Take a month and get back your life!

I’ve been in detox twice; once for booze and once for pills, and while both were hard, I’d take the physical pain of detox any day over the emotionally difficult days of therapy and recovery that need to follow to really beat any addiction.

Getting the physical metabolites of a drug out of your system needs to happen before you’re clear headed enough to start real treatment; and as such the first few days of any rehab program are almost always spent under medical supervision, and are not really all that intensive. You tend to be in a bit of a fog from the discomfort and the medications, and are certainly in no real position for any self reflection or soul searching. That’s why I always wonder at the claims made by places offering detox only, or week long rehabs…how can they possibly offer anything of value? I know they can be tempting, and a week’s disruption seems a lot easier to accept than a month or more out of a busy life; but recovery is too important, and the process is too tough to give it anything less than 100%.

An addict entering rehab needs to heal the void that leads them back to abuse, and this doesn’t ever happen during the dark days of rehab. Only after, when the mind is clear, and the spirit is able, does the journey to real recovery begin. Through rehab, I learned why I turn to drinking and drugs, and while you can’t expect to solve all of your problems in a month’s session, gaining awareness into yourself and the things that lead you to abuse is a very powerful thing, and can really help you get back on a different path in life.

Through rehab I learned the tools I needed to minimize the temptations to abuse in my life, and to deal with things without abuse when temptation did arise. Your life is never going to be stress or problem free, and you need a new set of skills to cope with the bumpy road that is life. Rehab won’t work for everyone, and I was surprised to find myself back in a program a few short years after "successfully" graduating from one. But recovery is a process, and it continues for life, and a few bumps in the road are OK as long as we deal with them appropriately, and get back on our feet and back to sobriety.

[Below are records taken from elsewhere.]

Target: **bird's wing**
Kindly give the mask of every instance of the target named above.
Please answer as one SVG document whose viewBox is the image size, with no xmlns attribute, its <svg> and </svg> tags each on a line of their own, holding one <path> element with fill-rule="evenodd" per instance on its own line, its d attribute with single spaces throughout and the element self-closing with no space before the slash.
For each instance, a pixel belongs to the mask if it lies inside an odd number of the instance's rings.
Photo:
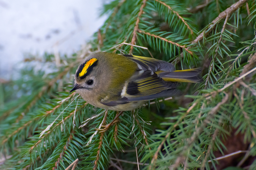
<svg viewBox="0 0 256 170">
<path fill-rule="evenodd" d="M 144 71 L 150 70 L 154 72 L 159 71 L 173 72 L 175 68 L 170 63 L 153 58 L 128 54 L 124 56 L 137 63 L 139 68 Z"/>
<path fill-rule="evenodd" d="M 114 106 L 132 101 L 146 101 L 180 94 L 176 88 L 177 82 L 167 82 L 151 70 L 140 70 L 136 72 L 130 80 L 125 82 L 118 100 L 101 100 L 105 105 Z"/>
</svg>

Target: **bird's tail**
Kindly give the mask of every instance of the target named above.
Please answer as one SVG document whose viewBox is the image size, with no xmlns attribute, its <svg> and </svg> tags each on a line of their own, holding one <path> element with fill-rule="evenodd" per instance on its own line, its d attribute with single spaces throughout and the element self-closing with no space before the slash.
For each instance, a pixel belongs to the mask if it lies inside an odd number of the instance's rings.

I don’t think that I’ll need to go back to rehab ever again…but I’ll be back in a heartbeat if I find myself again using and slipping back into addiction. A month is nothing when compared to the years of suffering that further abuse will bring, and taking the time away from the triggers to abuse gives you a chance to start again, and relearn why sobriety is important to you. My family means everything to me, and yet I’ve put them through the trials of addiction more than once. I now know that I am powerless over my addiction, and my disease can only be controlled, and never cured. I learned what I needed to know to live without abuse at rehab, and I’ve never regretted investing the time in my own, and my family’s, future health and happiness. If a month can give you your life back, isn’t it worth it?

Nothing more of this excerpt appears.